MSCs have appealing potential for clinical use in stimulating bone healing. Percutaneous harvesting techniques from the iliac crest and adipose tissue allow for retrieval of MSCs from patients with fractures, bone defects, and/or nonunions with minimal risk for donor site morbidity and disease transmission. However, the number of viable MSCs retrieved using these methods is relatively low (1 per 500,000 nucleated cells at most), varies significantly from patient to patient, and decreases with age (1 per 1,000,000 nucleated cells in elderly patients). ²¹ To increase the number of MSCs available for use in a patient, it has been suggested that multiple harvests and concentrate cells using centrifugation be taken. ²² This technique has been reported to increase the average number of available MSCs from approximately 600 to 2,500 cells/cm³.

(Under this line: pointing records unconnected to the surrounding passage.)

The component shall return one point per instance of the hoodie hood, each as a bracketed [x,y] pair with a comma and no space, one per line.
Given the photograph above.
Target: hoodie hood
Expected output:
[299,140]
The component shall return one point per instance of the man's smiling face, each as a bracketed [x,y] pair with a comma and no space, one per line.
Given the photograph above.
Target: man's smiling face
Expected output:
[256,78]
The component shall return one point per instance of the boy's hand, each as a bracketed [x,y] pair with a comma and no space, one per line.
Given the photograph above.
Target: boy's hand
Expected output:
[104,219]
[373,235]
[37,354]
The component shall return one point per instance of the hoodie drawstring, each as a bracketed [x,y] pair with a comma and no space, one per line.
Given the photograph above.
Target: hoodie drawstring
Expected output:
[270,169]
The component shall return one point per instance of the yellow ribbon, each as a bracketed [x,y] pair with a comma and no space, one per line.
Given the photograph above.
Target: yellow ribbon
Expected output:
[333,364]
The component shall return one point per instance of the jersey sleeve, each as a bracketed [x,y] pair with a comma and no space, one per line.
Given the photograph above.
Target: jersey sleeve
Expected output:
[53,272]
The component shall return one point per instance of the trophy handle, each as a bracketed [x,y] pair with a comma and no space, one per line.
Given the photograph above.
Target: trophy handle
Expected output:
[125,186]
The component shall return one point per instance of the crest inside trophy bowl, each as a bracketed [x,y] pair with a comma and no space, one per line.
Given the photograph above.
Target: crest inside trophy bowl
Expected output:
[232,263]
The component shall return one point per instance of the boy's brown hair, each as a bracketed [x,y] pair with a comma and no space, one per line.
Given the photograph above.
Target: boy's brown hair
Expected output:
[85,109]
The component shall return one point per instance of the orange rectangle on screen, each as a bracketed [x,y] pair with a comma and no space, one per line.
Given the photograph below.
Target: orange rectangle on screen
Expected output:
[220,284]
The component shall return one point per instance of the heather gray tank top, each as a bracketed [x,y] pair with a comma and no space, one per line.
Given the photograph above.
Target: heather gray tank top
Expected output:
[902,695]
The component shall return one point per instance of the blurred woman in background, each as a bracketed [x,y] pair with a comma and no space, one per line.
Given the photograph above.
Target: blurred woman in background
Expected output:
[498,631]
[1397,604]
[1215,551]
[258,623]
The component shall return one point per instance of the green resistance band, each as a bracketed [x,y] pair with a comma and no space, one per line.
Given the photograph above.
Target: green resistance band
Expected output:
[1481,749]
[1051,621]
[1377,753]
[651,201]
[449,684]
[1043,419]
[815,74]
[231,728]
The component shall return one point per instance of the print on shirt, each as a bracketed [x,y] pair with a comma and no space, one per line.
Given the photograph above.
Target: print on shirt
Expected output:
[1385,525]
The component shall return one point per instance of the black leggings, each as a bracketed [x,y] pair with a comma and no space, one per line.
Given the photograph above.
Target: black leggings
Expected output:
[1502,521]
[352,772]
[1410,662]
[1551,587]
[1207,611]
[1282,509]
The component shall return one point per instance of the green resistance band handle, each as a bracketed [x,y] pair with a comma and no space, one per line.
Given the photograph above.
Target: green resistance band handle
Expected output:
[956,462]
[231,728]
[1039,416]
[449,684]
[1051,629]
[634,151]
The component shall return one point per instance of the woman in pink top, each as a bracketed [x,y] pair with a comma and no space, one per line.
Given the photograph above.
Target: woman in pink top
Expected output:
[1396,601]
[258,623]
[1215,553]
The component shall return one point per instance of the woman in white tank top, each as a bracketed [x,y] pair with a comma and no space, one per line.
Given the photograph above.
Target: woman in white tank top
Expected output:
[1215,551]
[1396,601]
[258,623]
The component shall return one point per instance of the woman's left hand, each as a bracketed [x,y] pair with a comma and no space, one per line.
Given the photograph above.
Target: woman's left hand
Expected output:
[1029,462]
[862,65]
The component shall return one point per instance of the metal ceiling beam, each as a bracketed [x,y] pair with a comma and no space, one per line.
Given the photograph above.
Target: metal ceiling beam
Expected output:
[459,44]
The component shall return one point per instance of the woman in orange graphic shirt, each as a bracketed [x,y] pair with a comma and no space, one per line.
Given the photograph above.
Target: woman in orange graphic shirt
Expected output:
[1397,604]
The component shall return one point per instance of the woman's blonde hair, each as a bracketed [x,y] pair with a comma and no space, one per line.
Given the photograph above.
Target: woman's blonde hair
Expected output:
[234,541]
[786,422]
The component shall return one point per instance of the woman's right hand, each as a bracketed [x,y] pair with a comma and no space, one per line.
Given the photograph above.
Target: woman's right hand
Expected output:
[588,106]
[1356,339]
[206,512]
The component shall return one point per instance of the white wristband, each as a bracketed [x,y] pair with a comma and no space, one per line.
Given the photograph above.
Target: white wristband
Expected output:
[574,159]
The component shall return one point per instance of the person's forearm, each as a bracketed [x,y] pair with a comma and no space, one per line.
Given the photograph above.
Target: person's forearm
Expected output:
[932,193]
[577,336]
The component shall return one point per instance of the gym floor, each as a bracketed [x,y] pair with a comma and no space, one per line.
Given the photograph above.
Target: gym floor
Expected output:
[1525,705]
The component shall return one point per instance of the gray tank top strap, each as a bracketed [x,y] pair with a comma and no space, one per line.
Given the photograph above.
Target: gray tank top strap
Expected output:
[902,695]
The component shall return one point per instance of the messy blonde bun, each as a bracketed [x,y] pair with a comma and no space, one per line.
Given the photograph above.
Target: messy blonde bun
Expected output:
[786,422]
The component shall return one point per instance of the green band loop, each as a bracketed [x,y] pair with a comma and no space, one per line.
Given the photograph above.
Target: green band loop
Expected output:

When MSCs were used in patients with atrophic tibial nonunions, there was a significantly lower chance of union when MSCs were less than 1,000 cells/cm³ on initial harvest and less than 30,000 cells/cm³ when concentrated. Although injection of MSCs was associated with an 88% union rate when the cells were concentrated, injection of MSCs has fallen out of favor for use in fracture care because the cells tend to migrate from the fracture site and lead to heterotopic ossification. ²¹ One potential solution to minimize migration is to combine MSCs with demineralized bone matrix (DBM). However, when direct-harvest or concentrated human MSCs were combined with DBM in an athymic rat critical-size femoral defect model, bone union was not reliably achieved. ²³

More recent technology allows for combining of MSCs and PRP in a controllable, concentrated form as bone marrow concentrate (Angel System, Arthrex, Naples, FL). Bone marrow is aspirated from any appropriate location (iliac crest, long bone metaphysis) and processed using centrifugation in conjunction with a proprietary platelet sensor to concentrate bone marrow–derived MSCs in PRP. This technology may provide a point-of-care biologic that has osteogenic, osteoinductive, and osteopromotive capabilities for use in enhancing bone healing. Based on this potential, this is the injectable biologic we currently use in our clinical practices. ²⁴

10.4 Growth Factor Therapy

Commercially available growth factors for enhancing bone healing include recombinant bone morphogenic protein (rhBMP) 2 and 7. ²⁵ BMPs are part of the TGF-β superfamily. These BMPs stimulate the production of osteogenic cells. BMP-2 is Food and Drug Administration (FDA)-approved for use in open tibia fractures within 2 weeks of injury and single anterior interbody level lumbar spine fusion. ²⁵ BMP-7 (OP-1) has a humanitarian exemption from the FDA for use in recalcitrant long bone nonunions and revision posterolateral lumbar spine fusion. Common issues with each include need for supraphysiological doses, high cost, and antibody development. ²⁵

Preclinical and early clinical studies investigating BMP-2 were very favorable for increasing fracture union in open tibia fractures and anterior interbody lumbar spine fusion. ²⁵ However, more recent studies, as well as reports of inappropriate data reporting (primarily in spine procedures), have called into question its effects. ²⁶ Two prospective trials revealed that higher severity open tibia fractures (Gustilo and Anderson type IIIa and b) had a lower rate of further surgery and decreased infection rates. ²⁷ Furthermore, BMP-2 combined with allograft has a higher rate of union compared to autograft alone in delayed reconstruction of tibia fractures with bone loss. ²⁸ Complications associated with BMP-2 include ectopic bone formation in fracture patients ²⁹ and life-threatening cervical swelling in spine patients. ²⁶

BMP-7, on the other hand, has primarily been used in nonunions. A Cochrane database review revealed four prospective randomized controlled trials comparing BMP-7 with autograft in tibial fracture nonunions and showed no significant difference in union rates. ³⁰ However, Friedlander et al reported that donor site pain in the autograft group continued up to 2 years after surgery in 13% of patients. ³¹ Multiple case series have shown similar union rates to the prospective trials of approximately 80% in tibial nonunions and up to 100% in humeral nonunions. ²⁷ BMP-7 has also been reported to be significantly more effective in long bone nonunion healing when compared with PRP in a randomized control trial. ³² When to use autogenous cancellous bone graft with BMP-7 versus when to use BMP-7 alone is the primary question for clinical use of this growth factor. Using BMP-7 without autograft avoids donor site morbidity and the reported success rates associated with use of BMP-7 in nonunions is approximately 85% with or without autograft. ²⁷ However, in recalcitrant nonunions, it is generally considered prudent to combine autogenous cancellous bone graft with BMP-7 in order to maximize the chances for success in these difficult cases.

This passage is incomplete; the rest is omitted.